Entre alors Henri Sanson, le bourreau, qui lui attache les mains derrière le dos. Encore une fois, elle proteste. Les mains de Louis XVI n’ont pas été attachées jusqu’à ce qu’il atteigne le pied de la guillotine, mais la reine déchue recevra beaucoup moins de considération que son défunt mari. Elle est emmenée au bureau du greffier pour les dernières formalités.

11h00 : Elle quitte La Conciergerie et rejoint la Cour du Mai, devant le Palais de Justice. Là, une charrette ouverte, tirée par deux grands chevaux blancs, l’attend. Louis XVI avait été conduit à la guillotine dans la voiture fermée du maire de Paris, mais encore une fois elle sera traitée comme n’importe quel autre condamné. Cependant, la sécurité sort de l’ordinaire: 30 000 hommes ont été appelés pour empêcher toute fuite.

Marie-Antoinette à l'échafaud David

Marie-Antoinette sur la charrette à la guillotine David

Un prêtre assermenté (c’est-à-dire un clerc qui avait prêté allégeance à la Constitution) l’accompagne dans la charrette, mais elle refuse poliment ses services. Là encore, c’est un contraste frappant avec l’exécution de Louis XVI, qui avait reçu l’aide d’un prêtre non porté de son choix.

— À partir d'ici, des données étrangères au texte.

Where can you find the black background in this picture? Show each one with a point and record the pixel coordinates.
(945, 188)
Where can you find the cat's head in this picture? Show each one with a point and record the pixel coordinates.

Le bourreau et son aide, chapeaux à la main en signe de respect, montent également sur la charrette. Elle se fraye lentement un chemin dans les rues de Paris, au milieu d’une foule moqueuse réunie pour voir une dernière fois la Reine dans sa capitale. Marie-Antoinette est assise très droite dans la charrette, fière et calme face à cet étalage de haine, de mépris et de colère.

12h00: La charrette atteint enfin la Place de la Révolution, où elle peut voir à la fois son ancien Palais des Tuileries et la guillotine. Elle montre une forte émotion, mais reprend vite son calme. Elle descend du chariot rapidement, légèrement. Sans avoir besoin d’aide, elle monte les marches jusqu’à l’échafaud. Elle n’oppose aucune résistance et s’excuse même d’avoir marché sur le pied du bourreau.

12h15 : La lame de la guillotine tombe. Ainsi meurt Marie-Antoinette, deux semaines avant ses 38 ans.